Like I am most other Sunday mornings, I was out running yesterday. Richmond Park had the pleasant hum of cyclists and runners out in number enjoying the sunshine, the open space and the chance to get some play-time in before getting on with whatever else Sunday held.
I am back in training after a break following the Hastings Half-Marathon in March and I am relishing the sense of grounding I have found in getting clear in my head what I like, and don't like, about running and setting myself realistic goals for the year. This is week three of the schedule that worked so well for me earlier this year and it's an easy week - it says, quite clearly, 90 mins (easy) - but I just couldn't do it. I pushed the pace, ran hard up the hills and, having added a there-and-back section to the beginning of the circuit to take up the distance, challenged myself to complete the course I'd set in an hour-and-a-half, despite having slightly over-estimated it. I could have just stopped at the 90 minute mark, but no, I ran hard to try to beat the time and then carried on for the extra five minutes it took to reach the end.

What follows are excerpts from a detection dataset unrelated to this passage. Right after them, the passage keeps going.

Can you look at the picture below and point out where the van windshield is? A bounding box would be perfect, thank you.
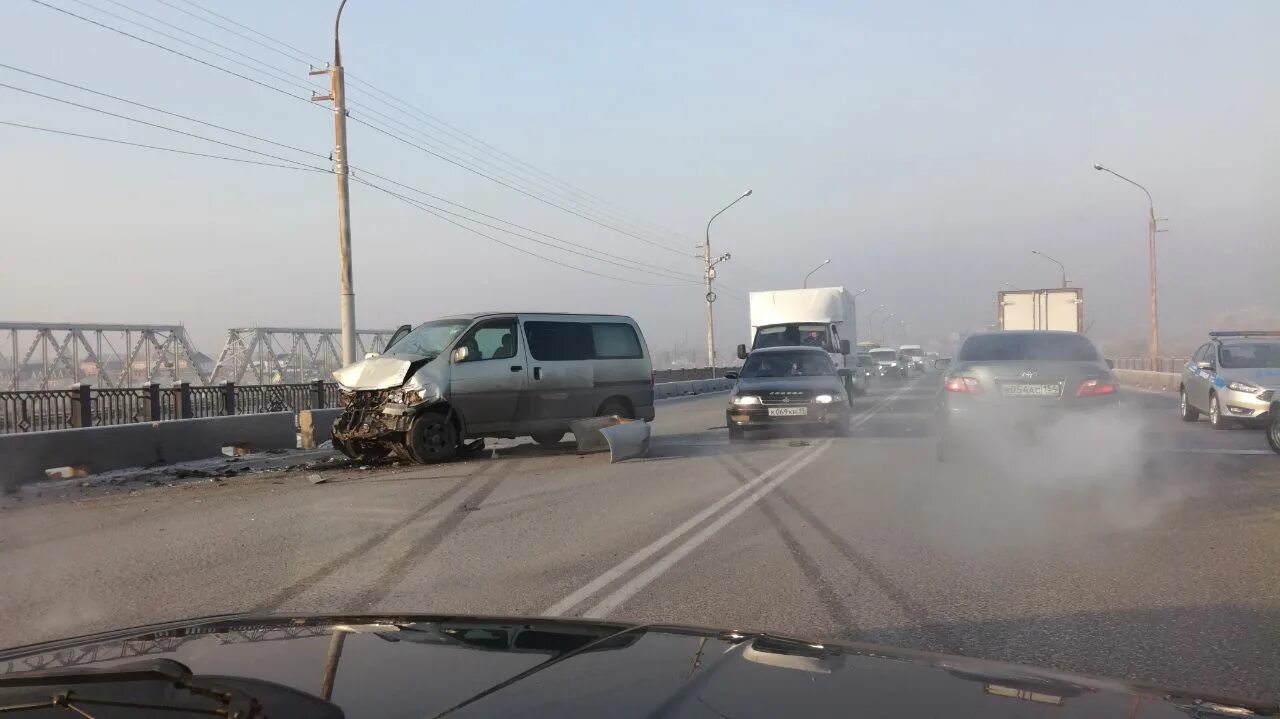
[384,319,471,357]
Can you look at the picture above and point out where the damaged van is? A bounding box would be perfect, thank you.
[333,312,654,463]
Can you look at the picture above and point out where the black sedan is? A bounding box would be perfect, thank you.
[937,330,1120,459]
[724,347,852,440]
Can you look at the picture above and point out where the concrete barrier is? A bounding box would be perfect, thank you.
[298,408,342,449]
[1111,370,1183,391]
[0,422,160,491]
[653,379,733,399]
[154,412,298,463]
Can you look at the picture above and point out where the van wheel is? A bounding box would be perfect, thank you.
[530,430,564,446]
[1178,388,1199,422]
[595,399,635,420]
[404,412,458,464]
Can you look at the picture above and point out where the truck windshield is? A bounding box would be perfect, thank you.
[960,333,1098,362]
[751,324,831,352]
[741,352,836,377]
[1219,342,1280,370]
[385,319,471,357]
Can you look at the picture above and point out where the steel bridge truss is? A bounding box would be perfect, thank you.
[0,322,209,390]
[209,328,394,384]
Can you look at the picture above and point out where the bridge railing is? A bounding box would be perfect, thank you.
[1112,357,1187,372]
[0,380,338,434]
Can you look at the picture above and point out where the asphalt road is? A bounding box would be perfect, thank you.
[0,379,1280,700]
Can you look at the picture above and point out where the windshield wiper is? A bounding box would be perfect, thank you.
[0,659,343,719]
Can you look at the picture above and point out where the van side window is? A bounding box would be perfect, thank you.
[458,320,520,362]
[591,322,644,360]
[525,321,593,362]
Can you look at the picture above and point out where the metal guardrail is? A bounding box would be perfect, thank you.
[1112,357,1187,372]
[0,380,338,434]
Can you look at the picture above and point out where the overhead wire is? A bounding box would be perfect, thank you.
[166,0,690,242]
[0,63,698,283]
[0,120,333,174]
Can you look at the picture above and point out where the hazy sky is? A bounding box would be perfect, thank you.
[0,0,1280,353]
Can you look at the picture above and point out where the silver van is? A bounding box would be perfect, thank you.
[333,312,654,463]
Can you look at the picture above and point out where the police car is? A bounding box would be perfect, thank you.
[1180,331,1280,430]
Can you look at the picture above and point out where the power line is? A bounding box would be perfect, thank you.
[0,63,696,281]
[31,0,311,105]
[166,0,706,242]
[31,0,706,262]
[0,63,328,160]
[351,115,687,257]
[0,120,333,173]
[0,82,325,168]
[351,177,675,287]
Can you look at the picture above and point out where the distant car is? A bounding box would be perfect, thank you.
[897,344,924,375]
[1179,331,1280,430]
[724,347,852,440]
[868,347,908,379]
[937,330,1120,461]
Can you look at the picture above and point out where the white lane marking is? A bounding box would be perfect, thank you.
[582,440,832,619]
[543,383,914,617]
[543,449,809,608]
[1161,446,1274,455]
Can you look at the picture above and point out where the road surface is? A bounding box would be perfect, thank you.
[0,377,1280,699]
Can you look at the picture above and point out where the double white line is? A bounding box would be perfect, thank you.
[543,383,914,618]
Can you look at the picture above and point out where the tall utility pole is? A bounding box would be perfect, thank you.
[701,190,751,368]
[1093,164,1160,360]
[310,0,357,365]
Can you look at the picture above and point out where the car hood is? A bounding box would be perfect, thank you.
[0,614,1276,719]
[737,376,842,393]
[333,354,434,389]
[1221,367,1280,389]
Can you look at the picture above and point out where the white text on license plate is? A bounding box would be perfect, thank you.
[1002,385,1062,397]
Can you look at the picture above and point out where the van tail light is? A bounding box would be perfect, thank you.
[945,376,982,394]
[1075,380,1116,397]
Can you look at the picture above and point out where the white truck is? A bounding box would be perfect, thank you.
[996,287,1084,333]
[737,287,858,397]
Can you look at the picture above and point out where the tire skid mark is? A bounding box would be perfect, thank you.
[347,459,521,612]
[251,462,498,612]
[717,455,860,632]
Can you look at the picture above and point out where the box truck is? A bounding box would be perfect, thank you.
[996,287,1084,333]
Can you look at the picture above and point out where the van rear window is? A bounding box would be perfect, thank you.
[525,321,644,362]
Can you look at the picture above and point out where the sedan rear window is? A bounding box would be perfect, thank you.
[960,333,1098,362]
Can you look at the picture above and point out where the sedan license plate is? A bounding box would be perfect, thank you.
[1000,384,1062,397]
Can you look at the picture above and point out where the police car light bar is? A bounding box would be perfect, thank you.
[1208,330,1280,336]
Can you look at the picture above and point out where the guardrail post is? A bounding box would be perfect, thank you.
[311,380,324,409]
[223,380,236,417]
[70,384,93,427]
[173,383,192,420]
[143,383,164,422]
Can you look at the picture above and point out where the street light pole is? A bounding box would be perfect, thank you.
[310,0,356,365]
[1032,249,1066,287]
[800,257,831,289]
[701,190,751,368]
[1093,162,1160,360]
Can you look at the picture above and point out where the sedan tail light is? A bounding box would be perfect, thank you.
[943,376,982,394]
[1075,380,1116,397]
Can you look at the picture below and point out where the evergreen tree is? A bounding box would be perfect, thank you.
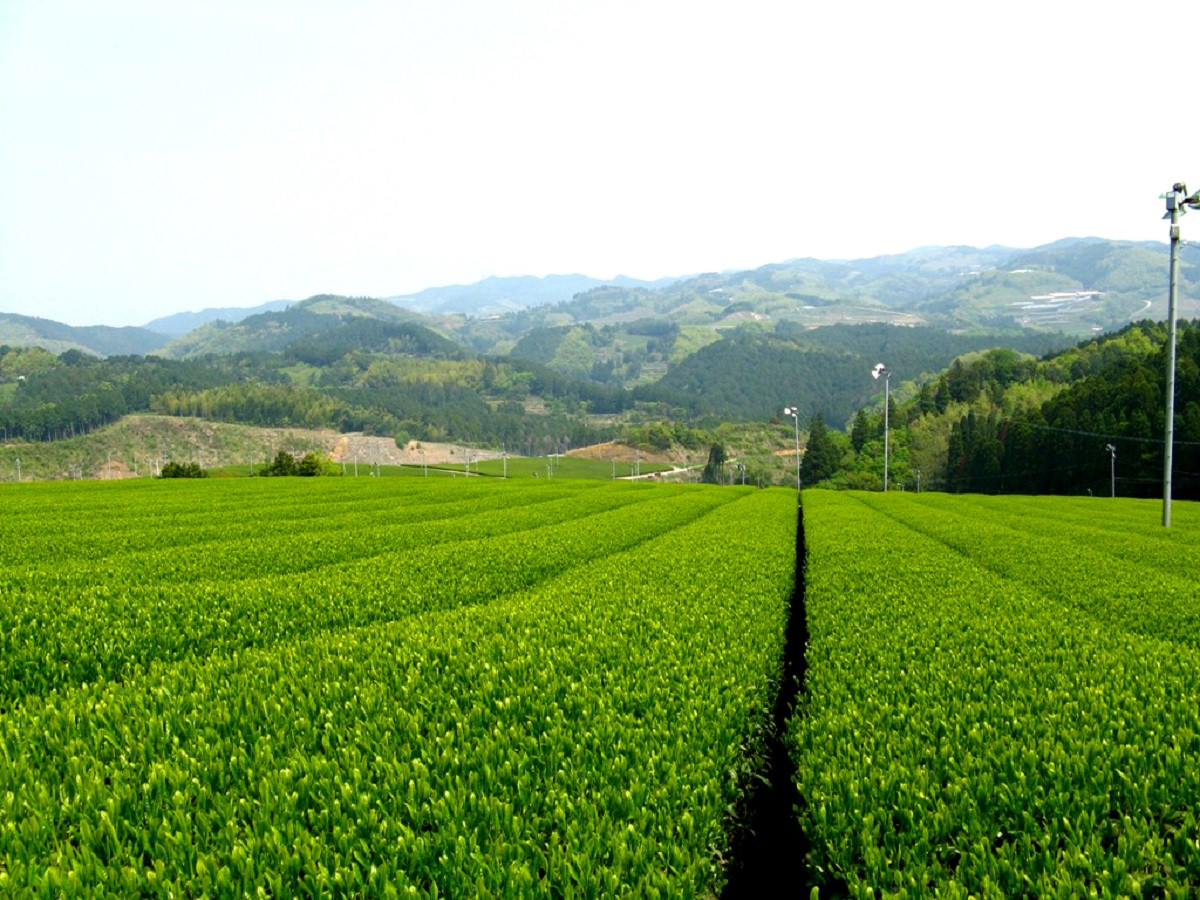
[700,444,726,485]
[850,409,874,454]
[800,413,841,485]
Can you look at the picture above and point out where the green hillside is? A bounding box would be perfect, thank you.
[0,312,167,356]
[810,322,1200,498]
[161,294,436,359]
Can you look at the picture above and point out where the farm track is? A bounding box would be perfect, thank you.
[721,496,816,900]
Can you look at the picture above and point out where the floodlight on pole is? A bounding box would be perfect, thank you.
[784,407,800,491]
[1105,444,1117,498]
[1162,181,1200,528]
[871,362,892,493]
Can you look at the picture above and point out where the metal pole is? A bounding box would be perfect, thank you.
[792,409,800,491]
[1163,185,1187,528]
[883,372,892,493]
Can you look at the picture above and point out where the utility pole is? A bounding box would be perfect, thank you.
[871,362,892,493]
[1162,181,1200,528]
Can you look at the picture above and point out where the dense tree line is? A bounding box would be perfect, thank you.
[0,347,232,440]
[638,323,1064,425]
[946,323,1200,498]
[810,322,1200,499]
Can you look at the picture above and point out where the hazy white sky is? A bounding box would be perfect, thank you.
[0,0,1200,325]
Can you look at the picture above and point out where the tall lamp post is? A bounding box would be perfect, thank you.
[1163,181,1200,528]
[784,407,800,491]
[871,362,892,493]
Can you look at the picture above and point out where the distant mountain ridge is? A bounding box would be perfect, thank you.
[0,312,167,356]
[386,275,677,316]
[143,300,295,337]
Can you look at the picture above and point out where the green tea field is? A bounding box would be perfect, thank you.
[0,478,797,898]
[791,491,1200,898]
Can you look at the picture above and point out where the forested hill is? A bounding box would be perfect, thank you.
[160,294,441,359]
[814,322,1200,499]
[0,312,167,356]
[647,325,1064,425]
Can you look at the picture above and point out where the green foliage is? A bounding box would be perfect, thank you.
[791,491,1200,896]
[257,450,341,478]
[158,460,208,478]
[800,413,842,486]
[700,444,727,485]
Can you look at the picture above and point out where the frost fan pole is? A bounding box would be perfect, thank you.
[1163,181,1200,528]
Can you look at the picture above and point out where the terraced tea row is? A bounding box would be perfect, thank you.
[0,487,796,896]
[792,491,1200,896]
[0,490,732,707]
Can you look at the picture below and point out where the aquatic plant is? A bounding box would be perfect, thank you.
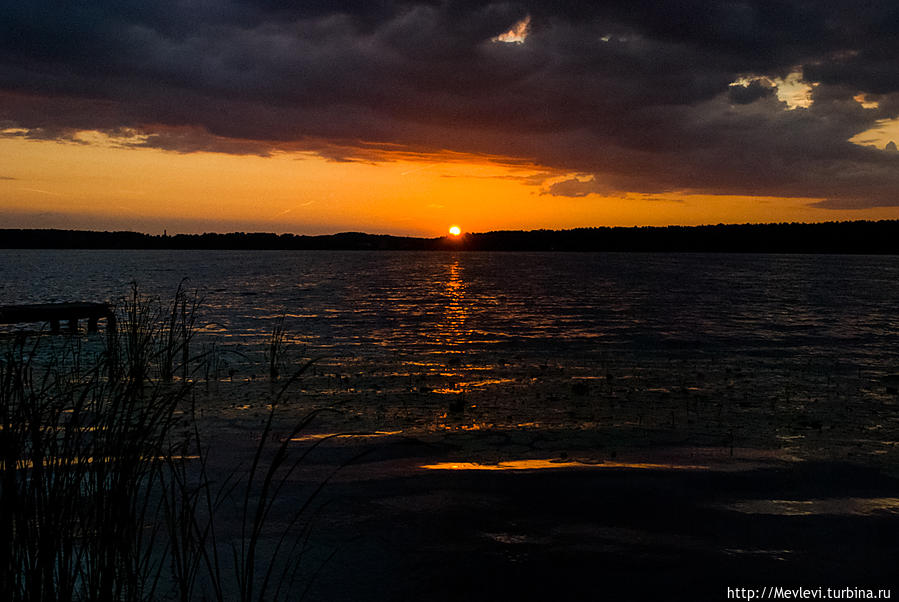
[0,283,327,602]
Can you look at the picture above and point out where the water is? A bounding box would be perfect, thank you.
[0,250,899,457]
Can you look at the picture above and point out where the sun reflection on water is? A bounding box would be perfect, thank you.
[421,458,709,470]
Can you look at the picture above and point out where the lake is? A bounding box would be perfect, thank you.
[0,250,899,462]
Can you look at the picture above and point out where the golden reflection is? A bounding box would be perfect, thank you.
[290,431,403,442]
[726,497,899,516]
[437,258,468,346]
[0,455,200,471]
[421,459,709,470]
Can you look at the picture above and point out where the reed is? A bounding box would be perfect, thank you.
[0,283,327,602]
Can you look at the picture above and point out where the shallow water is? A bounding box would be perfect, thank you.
[0,250,899,459]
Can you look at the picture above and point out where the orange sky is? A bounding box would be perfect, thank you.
[0,134,899,236]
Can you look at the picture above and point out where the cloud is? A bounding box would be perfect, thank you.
[0,0,899,203]
[809,198,899,210]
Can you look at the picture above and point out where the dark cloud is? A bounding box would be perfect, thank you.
[0,0,899,206]
[727,80,777,105]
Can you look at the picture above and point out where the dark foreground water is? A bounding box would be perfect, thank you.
[0,250,899,457]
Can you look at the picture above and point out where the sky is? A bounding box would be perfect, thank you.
[0,0,899,236]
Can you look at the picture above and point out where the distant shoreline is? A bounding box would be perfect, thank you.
[0,220,899,254]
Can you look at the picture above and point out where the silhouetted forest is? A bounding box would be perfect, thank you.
[0,220,899,254]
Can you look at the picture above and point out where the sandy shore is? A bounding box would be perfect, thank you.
[193,400,899,601]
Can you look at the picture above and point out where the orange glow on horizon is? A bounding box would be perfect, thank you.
[0,135,899,237]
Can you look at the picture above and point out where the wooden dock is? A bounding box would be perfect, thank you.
[0,303,116,334]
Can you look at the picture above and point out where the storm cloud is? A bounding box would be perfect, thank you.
[0,0,899,208]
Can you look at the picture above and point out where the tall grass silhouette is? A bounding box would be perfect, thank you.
[0,283,324,602]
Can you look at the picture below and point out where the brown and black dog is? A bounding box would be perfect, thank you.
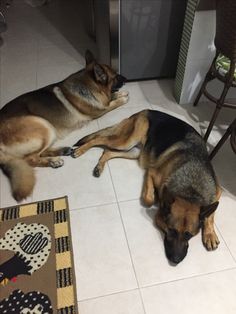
[0,51,128,201]
[72,110,221,264]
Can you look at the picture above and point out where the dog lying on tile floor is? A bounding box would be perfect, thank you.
[72,110,221,264]
[0,51,128,201]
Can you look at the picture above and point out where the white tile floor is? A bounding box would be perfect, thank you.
[0,1,236,314]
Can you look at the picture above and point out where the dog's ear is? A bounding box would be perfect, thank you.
[93,63,107,85]
[160,185,175,216]
[85,50,95,65]
[200,202,219,221]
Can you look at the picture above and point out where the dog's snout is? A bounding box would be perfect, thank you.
[116,74,127,83]
[164,236,188,265]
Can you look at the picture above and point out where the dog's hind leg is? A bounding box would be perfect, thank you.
[202,213,220,251]
[40,147,73,157]
[93,147,140,177]
[24,154,64,168]
[142,169,155,207]
[72,112,148,158]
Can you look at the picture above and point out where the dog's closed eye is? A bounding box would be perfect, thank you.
[168,229,178,238]
[184,231,193,240]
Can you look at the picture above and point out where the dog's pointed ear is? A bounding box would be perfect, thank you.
[85,50,95,65]
[160,185,175,216]
[200,202,219,220]
[93,63,107,85]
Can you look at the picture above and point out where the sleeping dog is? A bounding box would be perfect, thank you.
[72,110,221,264]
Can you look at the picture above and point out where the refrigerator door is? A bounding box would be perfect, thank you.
[120,0,187,80]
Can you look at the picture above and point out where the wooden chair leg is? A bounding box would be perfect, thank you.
[210,124,232,159]
[204,105,221,142]
[193,52,219,107]
[204,62,235,142]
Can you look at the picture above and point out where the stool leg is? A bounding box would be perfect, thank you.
[193,52,219,107]
[204,105,221,142]
[204,62,235,142]
[209,125,232,160]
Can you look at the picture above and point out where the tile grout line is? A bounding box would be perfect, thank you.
[70,197,140,211]
[215,223,236,263]
[108,162,146,314]
[138,266,236,289]
[78,288,139,303]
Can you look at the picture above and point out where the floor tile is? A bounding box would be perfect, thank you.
[71,202,137,301]
[0,58,36,107]
[37,62,83,88]
[216,192,236,260]
[120,201,236,286]
[33,149,116,209]
[142,270,236,314]
[108,158,144,201]
[0,174,32,208]
[79,290,145,314]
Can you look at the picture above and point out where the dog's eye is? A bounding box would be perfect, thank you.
[184,231,193,240]
[169,229,178,237]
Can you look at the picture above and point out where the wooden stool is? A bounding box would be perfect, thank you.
[210,119,236,159]
[194,0,236,141]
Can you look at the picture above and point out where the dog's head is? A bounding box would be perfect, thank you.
[160,189,219,264]
[85,50,126,92]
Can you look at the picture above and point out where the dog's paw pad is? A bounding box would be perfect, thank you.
[203,232,220,251]
[122,96,129,104]
[121,90,129,97]
[70,148,78,158]
[93,166,101,178]
[49,158,64,168]
[61,147,73,156]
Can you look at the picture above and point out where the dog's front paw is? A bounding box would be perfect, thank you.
[61,147,73,156]
[71,147,84,158]
[49,158,64,168]
[112,90,129,99]
[119,95,129,105]
[93,164,103,178]
[203,231,220,251]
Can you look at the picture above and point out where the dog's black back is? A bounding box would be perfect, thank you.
[144,110,216,205]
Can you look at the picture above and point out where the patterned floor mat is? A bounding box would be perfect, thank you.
[0,197,78,314]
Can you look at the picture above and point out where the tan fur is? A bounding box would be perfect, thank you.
[0,52,128,201]
[73,110,221,258]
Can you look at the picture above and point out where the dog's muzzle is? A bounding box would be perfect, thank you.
[112,74,126,92]
[164,236,188,264]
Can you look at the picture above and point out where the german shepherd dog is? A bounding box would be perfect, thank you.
[72,110,221,264]
[0,51,128,201]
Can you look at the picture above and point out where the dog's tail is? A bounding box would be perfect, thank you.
[0,148,35,202]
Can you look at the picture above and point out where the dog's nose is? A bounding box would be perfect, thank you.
[169,256,183,266]
[116,74,127,83]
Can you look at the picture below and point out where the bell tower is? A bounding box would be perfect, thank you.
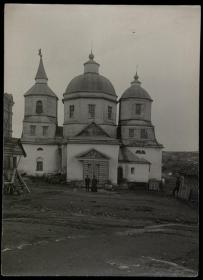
[22,49,58,141]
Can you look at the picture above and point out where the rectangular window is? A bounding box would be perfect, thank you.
[30,125,36,136]
[88,104,95,119]
[135,104,142,115]
[108,106,112,120]
[13,157,17,168]
[140,129,148,139]
[129,128,134,137]
[69,105,75,119]
[36,161,43,171]
[42,126,48,136]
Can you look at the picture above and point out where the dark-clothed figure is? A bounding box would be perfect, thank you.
[173,175,181,197]
[92,176,97,192]
[85,175,90,192]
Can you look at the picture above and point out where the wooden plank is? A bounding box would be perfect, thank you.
[16,169,30,193]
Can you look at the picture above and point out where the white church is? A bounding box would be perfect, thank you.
[19,51,163,185]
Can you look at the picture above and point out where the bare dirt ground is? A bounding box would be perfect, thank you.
[2,183,199,276]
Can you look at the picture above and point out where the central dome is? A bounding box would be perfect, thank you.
[65,73,116,96]
[65,52,116,96]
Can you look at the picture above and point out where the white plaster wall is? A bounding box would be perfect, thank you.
[64,98,117,137]
[25,95,57,118]
[128,147,162,180]
[23,121,56,139]
[18,144,60,175]
[67,144,119,183]
[118,163,149,183]
[62,145,67,173]
[121,124,155,140]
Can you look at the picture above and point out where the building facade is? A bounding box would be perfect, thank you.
[17,52,163,185]
[3,93,26,181]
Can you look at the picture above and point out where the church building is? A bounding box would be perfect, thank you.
[19,50,163,185]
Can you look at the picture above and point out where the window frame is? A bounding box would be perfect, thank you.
[36,157,44,172]
[108,106,113,121]
[35,100,43,114]
[42,125,49,136]
[88,104,96,119]
[128,128,135,138]
[135,103,143,116]
[140,128,148,139]
[69,104,75,119]
[130,166,135,175]
[30,125,36,136]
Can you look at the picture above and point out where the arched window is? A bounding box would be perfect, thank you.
[36,100,43,114]
[36,157,43,171]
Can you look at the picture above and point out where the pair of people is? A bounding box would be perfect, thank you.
[85,175,97,192]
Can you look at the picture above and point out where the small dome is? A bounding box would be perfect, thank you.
[120,73,152,101]
[65,72,116,96]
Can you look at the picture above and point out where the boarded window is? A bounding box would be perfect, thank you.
[36,100,43,114]
[129,128,135,137]
[36,159,43,171]
[30,125,36,136]
[88,104,95,119]
[108,106,112,120]
[131,167,135,174]
[42,126,48,136]
[136,150,146,154]
[13,157,17,168]
[140,129,148,139]
[135,104,142,115]
[69,105,75,119]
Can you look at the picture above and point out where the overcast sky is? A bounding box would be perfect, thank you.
[4,4,200,151]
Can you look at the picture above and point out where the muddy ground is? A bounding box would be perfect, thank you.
[2,182,199,276]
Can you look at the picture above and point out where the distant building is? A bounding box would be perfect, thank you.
[17,52,163,184]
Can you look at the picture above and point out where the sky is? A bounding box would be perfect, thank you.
[4,4,201,151]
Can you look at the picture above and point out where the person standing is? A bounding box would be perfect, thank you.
[159,177,165,192]
[173,174,181,197]
[92,175,97,192]
[85,175,90,192]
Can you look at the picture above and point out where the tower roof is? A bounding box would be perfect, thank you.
[35,49,48,83]
[120,72,152,101]
[24,49,58,99]
[64,51,116,96]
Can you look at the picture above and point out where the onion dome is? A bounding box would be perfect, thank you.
[120,72,152,101]
[24,49,58,99]
[64,52,116,96]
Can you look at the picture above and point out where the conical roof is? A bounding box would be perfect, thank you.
[35,56,48,81]
[120,72,152,101]
[24,49,58,99]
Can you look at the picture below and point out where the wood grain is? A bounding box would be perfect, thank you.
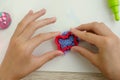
[23,71,107,80]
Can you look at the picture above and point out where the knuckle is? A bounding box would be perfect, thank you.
[93,22,99,28]
[103,38,113,46]
[48,32,55,37]
[18,21,25,26]
[29,22,35,27]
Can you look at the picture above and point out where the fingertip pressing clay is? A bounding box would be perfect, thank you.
[0,12,11,29]
[55,32,80,52]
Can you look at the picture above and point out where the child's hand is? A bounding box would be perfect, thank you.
[0,9,63,80]
[71,22,120,80]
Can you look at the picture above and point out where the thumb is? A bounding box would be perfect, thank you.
[71,46,97,64]
[35,50,64,67]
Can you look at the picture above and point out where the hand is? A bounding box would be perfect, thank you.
[71,22,120,80]
[0,9,63,80]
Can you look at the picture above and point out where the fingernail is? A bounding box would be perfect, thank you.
[54,32,60,36]
[40,8,46,12]
[51,17,56,21]
[58,51,64,56]
[28,10,33,14]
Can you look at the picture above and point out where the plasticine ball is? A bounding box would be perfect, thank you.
[0,12,11,29]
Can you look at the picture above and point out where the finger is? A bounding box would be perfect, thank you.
[15,9,46,36]
[71,29,102,47]
[77,22,113,36]
[21,17,56,40]
[31,50,64,68]
[71,46,97,64]
[27,32,60,50]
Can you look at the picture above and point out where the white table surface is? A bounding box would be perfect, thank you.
[0,0,120,72]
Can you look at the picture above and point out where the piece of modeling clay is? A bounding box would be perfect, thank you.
[0,12,11,29]
[55,32,80,52]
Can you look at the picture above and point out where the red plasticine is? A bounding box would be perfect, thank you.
[55,32,79,52]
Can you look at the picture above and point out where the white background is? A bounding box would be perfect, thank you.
[0,0,120,72]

Why? It won't make me fitter: the running plan is well designed and easy weeks are essential to rest the body. No-one else cares how fast or far I run: it is something I do entirely for myself. But there is a habit in always pushing, running too hard to think properly, running away from the stuff that bothers me. If I go slow I don't feel as if I'm achieving anything and that subtly transforms into not being worth anything. I am trying to learn that I am just as much loved and valued if I am lying in the sun dozing, and that when I am rested and relaxed and I am nicer person to be around, truer to myself and maybe that, in itself, is the real achievement.